Une estrade chic éclairée fluo et des barres de pole dance, des culs de filles cadrés serré, qui se trémoussent et qui ondulent à n’en plus pouvoir, musique techno : des corps pour décor. C’est un environnement banal et fréquent, dans de nombreux films. Je me suis toujours demandé : comment elles font pour jouer ça, celles qui sont filmées ? qui sont-elles ? elles aiment faire ça ? et si elles n’aiment pas, pourquoi elles le font ? Je n’ai pas de réponse.
Une qui sort de ce lot ou d’un autre lot gagne le droit d’être actrice connue. Elle aura un rôle, un vrai. On ne manquera pas pour autant de la voir nue mais dans des scènes mieux éclairées car il ne fait aucun doute qu’elle est belle.
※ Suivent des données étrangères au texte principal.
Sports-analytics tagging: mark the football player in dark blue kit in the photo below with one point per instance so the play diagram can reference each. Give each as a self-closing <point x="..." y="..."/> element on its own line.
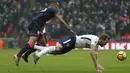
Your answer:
<point x="36" y="24"/>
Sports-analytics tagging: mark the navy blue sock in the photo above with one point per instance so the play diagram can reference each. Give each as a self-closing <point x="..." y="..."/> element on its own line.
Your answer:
<point x="23" y="50"/>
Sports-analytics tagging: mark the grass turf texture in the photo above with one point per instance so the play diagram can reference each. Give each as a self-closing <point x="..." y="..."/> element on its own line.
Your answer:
<point x="71" y="62"/>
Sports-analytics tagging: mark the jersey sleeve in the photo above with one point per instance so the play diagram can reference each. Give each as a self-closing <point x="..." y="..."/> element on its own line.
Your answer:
<point x="94" y="41"/>
<point x="55" y="11"/>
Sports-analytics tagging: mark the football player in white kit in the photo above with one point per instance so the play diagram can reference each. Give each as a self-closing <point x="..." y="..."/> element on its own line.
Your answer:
<point x="71" y="42"/>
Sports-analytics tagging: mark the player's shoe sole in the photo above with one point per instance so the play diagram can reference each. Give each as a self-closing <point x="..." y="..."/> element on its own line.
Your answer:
<point x="16" y="60"/>
<point x="36" y="58"/>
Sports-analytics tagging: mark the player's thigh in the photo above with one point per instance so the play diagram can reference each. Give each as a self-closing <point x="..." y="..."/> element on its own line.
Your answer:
<point x="43" y="41"/>
<point x="33" y="39"/>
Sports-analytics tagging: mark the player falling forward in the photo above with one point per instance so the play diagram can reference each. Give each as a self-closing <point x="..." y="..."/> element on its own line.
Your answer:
<point x="82" y="41"/>
<point x="35" y="27"/>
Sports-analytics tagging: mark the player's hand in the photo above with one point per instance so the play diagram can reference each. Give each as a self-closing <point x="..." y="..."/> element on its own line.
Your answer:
<point x="99" y="68"/>
<point x="74" y="33"/>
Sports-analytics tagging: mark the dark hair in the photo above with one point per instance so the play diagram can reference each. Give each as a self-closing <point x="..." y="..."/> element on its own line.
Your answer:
<point x="104" y="37"/>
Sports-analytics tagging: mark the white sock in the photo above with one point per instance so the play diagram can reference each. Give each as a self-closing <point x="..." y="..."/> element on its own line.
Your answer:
<point x="39" y="47"/>
<point x="46" y="50"/>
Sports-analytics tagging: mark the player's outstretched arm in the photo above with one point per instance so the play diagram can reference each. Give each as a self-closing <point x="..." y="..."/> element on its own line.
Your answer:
<point x="63" y="23"/>
<point x="93" y="54"/>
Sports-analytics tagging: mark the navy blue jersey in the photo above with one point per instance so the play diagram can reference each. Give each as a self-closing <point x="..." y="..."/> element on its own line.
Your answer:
<point x="44" y="16"/>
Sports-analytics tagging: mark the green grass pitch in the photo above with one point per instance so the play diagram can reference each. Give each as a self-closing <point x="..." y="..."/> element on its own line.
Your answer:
<point x="71" y="62"/>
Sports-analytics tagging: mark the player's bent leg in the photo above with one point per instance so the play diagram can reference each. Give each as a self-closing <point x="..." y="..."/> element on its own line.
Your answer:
<point x="27" y="46"/>
<point x="26" y="55"/>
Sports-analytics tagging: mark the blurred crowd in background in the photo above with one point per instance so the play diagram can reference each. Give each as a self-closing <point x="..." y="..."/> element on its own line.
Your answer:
<point x="84" y="17"/>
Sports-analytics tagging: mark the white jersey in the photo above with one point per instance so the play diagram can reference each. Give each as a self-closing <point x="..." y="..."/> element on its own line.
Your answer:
<point x="84" y="41"/>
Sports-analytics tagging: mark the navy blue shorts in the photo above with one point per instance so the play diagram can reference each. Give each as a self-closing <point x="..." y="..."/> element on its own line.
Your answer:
<point x="68" y="44"/>
<point x="35" y="30"/>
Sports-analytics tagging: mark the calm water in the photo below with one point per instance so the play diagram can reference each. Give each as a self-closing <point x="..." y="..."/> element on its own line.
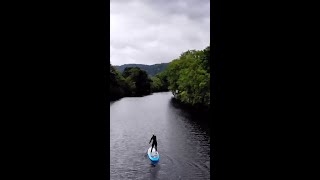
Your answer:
<point x="183" y="141"/>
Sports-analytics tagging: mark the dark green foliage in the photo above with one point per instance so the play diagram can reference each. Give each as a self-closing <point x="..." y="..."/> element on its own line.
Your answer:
<point x="189" y="77"/>
<point x="138" y="81"/>
<point x="151" y="70"/>
<point x="118" y="85"/>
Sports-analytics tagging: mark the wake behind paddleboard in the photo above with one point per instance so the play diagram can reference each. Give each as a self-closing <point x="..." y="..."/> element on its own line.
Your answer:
<point x="154" y="155"/>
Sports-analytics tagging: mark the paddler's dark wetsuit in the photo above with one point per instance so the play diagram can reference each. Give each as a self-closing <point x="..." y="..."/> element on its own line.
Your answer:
<point x="154" y="142"/>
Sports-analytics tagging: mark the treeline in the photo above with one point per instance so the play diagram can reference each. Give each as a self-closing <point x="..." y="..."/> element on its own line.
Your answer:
<point x="135" y="82"/>
<point x="188" y="78"/>
<point x="152" y="70"/>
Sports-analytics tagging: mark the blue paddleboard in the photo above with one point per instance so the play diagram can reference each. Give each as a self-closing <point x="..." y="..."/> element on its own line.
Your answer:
<point x="154" y="155"/>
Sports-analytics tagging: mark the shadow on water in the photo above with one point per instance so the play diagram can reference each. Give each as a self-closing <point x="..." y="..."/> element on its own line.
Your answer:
<point x="154" y="170"/>
<point x="201" y="116"/>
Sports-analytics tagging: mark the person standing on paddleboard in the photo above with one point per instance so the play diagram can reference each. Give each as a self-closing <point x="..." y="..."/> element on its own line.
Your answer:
<point x="154" y="142"/>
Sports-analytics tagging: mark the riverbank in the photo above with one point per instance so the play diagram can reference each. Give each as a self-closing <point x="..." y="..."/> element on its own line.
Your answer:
<point x="111" y="99"/>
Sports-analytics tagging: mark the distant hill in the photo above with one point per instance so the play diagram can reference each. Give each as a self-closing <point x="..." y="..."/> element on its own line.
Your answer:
<point x="150" y="69"/>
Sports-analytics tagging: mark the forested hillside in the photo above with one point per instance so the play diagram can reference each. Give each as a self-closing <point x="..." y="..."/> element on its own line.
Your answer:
<point x="151" y="70"/>
<point x="187" y="77"/>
La beauté, la beauté, la beauté, les belles femmes, c’est le bain dans lequel nous sommes, en gros. C’est sans doute qu’on aime, qu’on en veut, qu’on en redemande, hommes, femmes, on va voir des films pour ça, voir des gens beaux, plus beaux que nous. Pour reprendre la phrase de Truffaut : aller au cinéma, c’est user de notre droit à voir de belles femmes, leur visage beaucoup, leur cul si c’est possible, à condition qu’elles l’aient aussi joli que le nez. Les hommes sont vraisemblablement touchés, mais pour le moment, on ne les entend pas se plaindre, les emprisés… c’est déjà si difficile pour les femmes, avec toute cette honte, qu’il se peut que les hommes soient moins enclins à se mettre à table.
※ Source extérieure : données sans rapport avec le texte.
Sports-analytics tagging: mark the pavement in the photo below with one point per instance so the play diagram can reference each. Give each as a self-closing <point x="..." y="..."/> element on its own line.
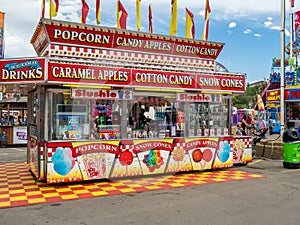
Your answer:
<point x="261" y="192"/>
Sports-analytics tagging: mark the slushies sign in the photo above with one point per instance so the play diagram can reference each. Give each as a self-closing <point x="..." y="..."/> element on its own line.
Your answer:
<point x="101" y="37"/>
<point x="22" y="70"/>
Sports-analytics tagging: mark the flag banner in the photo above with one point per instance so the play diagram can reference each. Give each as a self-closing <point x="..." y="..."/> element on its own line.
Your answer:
<point x="297" y="27"/>
<point x="190" y="26"/>
<point x="292" y="3"/>
<point x="173" y="25"/>
<point x="43" y="9"/>
<point x="121" y="16"/>
<point x="84" y="11"/>
<point x="206" y="21"/>
<point x="150" y="19"/>
<point x="98" y="12"/>
<point x="54" y="5"/>
<point x="138" y="14"/>
<point x="2" y="14"/>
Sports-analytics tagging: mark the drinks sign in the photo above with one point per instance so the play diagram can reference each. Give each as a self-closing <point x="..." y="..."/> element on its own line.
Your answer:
<point x="101" y="94"/>
<point x="22" y="70"/>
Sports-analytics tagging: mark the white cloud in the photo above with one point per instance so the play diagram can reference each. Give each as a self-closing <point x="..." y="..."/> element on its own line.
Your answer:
<point x="247" y="31"/>
<point x="268" y="23"/>
<point x="232" y="25"/>
<point x="275" y="28"/>
<point x="22" y="16"/>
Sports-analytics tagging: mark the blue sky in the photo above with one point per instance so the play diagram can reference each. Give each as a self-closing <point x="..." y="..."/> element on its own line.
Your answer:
<point x="249" y="29"/>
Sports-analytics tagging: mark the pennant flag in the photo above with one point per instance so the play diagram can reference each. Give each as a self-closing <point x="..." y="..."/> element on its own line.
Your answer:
<point x="43" y="8"/>
<point x="98" y="12"/>
<point x="121" y="16"/>
<point x="297" y="27"/>
<point x="173" y="26"/>
<point x="292" y="3"/>
<point x="84" y="11"/>
<point x="2" y="15"/>
<point x="189" y="24"/>
<point x="150" y="19"/>
<point x="54" y="4"/>
<point x="206" y="22"/>
<point x="297" y="20"/>
<point x="138" y="14"/>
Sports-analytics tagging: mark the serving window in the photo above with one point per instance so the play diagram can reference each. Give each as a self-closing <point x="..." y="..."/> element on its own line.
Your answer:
<point x="127" y="114"/>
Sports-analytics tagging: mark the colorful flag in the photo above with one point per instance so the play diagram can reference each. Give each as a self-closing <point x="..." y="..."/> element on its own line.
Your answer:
<point x="121" y="16"/>
<point x="2" y="14"/>
<point x="297" y="27"/>
<point x="138" y="14"/>
<point x="173" y="26"/>
<point x="43" y="8"/>
<point x="189" y="24"/>
<point x="206" y="22"/>
<point x="98" y="11"/>
<point x="54" y="4"/>
<point x="84" y="11"/>
<point x="292" y="3"/>
<point x="150" y="19"/>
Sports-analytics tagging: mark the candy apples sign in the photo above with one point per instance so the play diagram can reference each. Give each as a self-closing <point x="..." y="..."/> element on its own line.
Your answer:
<point x="22" y="70"/>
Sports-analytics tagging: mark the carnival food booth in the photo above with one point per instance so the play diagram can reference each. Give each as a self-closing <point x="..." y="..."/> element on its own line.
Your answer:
<point x="115" y="103"/>
<point x="13" y="111"/>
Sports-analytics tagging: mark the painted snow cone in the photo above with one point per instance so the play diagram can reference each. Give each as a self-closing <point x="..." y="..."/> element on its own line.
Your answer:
<point x="238" y="151"/>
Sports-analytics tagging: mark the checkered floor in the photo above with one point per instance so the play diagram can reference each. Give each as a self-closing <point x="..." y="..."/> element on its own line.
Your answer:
<point x="18" y="188"/>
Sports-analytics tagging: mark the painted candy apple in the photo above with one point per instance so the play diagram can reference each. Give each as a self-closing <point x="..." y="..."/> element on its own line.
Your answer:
<point x="126" y="158"/>
<point x="207" y="155"/>
<point x="197" y="155"/>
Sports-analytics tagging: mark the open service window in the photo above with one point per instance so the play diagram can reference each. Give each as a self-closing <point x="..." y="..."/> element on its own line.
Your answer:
<point x="69" y="117"/>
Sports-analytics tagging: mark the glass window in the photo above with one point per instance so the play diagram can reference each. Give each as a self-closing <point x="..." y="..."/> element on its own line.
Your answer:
<point x="152" y="116"/>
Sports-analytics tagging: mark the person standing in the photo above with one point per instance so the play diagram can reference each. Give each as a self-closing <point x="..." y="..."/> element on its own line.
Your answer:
<point x="244" y="125"/>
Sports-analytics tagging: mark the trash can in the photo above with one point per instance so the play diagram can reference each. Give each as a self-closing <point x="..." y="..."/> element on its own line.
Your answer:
<point x="291" y="148"/>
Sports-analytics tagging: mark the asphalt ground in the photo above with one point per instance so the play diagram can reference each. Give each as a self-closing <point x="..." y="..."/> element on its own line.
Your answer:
<point x="272" y="200"/>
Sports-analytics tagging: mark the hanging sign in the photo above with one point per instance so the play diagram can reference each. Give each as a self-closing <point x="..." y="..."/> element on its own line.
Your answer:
<point x="101" y="94"/>
<point x="22" y="70"/>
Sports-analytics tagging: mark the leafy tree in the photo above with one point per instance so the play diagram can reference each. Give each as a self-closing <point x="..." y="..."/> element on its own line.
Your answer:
<point x="248" y="100"/>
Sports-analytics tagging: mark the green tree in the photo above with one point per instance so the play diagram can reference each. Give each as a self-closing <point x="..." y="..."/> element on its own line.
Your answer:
<point x="248" y="100"/>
Aujourd’hui, ce n’est qu’a posteriori que la plainte monte. Existe-t-il, à cette heure, une adolescente sous emprise et qui se tait, une petite jolie craquante photogénique sous la coupe d’un plus âgé qui lui promet monts et merveilles ? Bien sûr que oui. Intemporel. Le loup ne mange pas le petit chaperon rouge, il la prostitue. Elle était prévenue. Nul n’empêche le loup. Lui, il est considéré comme un phénomène météorologique, on n’y peut rien. C’est peut-être là que siègerait une possibilité de civilisation : obtenir du loup qu’il fasse amende honorable et qu’on ne l’y reprenne plus.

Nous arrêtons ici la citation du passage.